Organizers: Thomas Currie (University of Exeter, Penryn Campus, Cornwall ) and Sergey Gavrilets (Ecology & Evolutionary Biology and Mathematics, DySoC Director, University of Tennessee)
Co-organizer: Peter J. Richerson (University of California, Davis)
Human social systems are extraordinarily complex and diverse. Around the world are organized into different societies that are structured and by a variety of different institutions, social norms, beliefs, languages, and other aspect of culture. Understanding how societies function and why societies are the way they are, are topics of interest to a wide variety of different academic disciplines. Evolutionary thinking can help bring together the insights from different disciplines and approaches, and can play an important role in understanding the similarities and differences between human societies and those of other species, the ways that different environmental contexts present different challenges that societies have adapted to, how and why culture and societies change over time, and how different cultural histories have shaped the world we live in today. In this interdisciplinary seminar series we present talks from a variety of researchers, including anthropologists, archaeologists, behavioural ecologists, economists, psychologists, and sustainability scientists. As many of the talks will illustrate, this work is not only of academic interest but is increasingly important in addressing some of the biggest social and ecological challenges we face in the world today.
The seminar series is funded by grants from the John Templeton Foundation and the European Research Council.

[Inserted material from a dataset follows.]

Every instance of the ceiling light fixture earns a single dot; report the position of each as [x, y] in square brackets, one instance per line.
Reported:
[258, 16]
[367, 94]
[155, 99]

- Oct 5, 11:45 a.m. EDT Nathan Nunn (Harvard University)
Cultural Mismatch - Oct 12, 11:45 a.m. EDT Kristen Hawkes (University of Utah)
Sexual selection, carnivory, and life history evolution in the human radiation - Oct 19, 11:45 a.m. EDT Giulia Andrighetto (Institute of Cognitive Sciences and Technologies (ISTC) at CNR, Malardalen University, Vasteras, Sweden )
Norm change and cooperation under collective risk in a long-term experiment - Oct 26, 11:45 a.m. EDT Anne Pisor (Washington State University)
Long-distance social connections, collective-action problems, and climate-change adaptation - Nov 2, 11:45 a.m. EDT Timothy Njagi (Egerton University, Kenya)
A comparative perspective on the evolution and sustainability of pastoralist production systems - Nov 9, 11:45 a.m. EST Monique Borgerhoff Mulder (MPI-EVA Leipzig, UC Davis, Santa Fe Institute)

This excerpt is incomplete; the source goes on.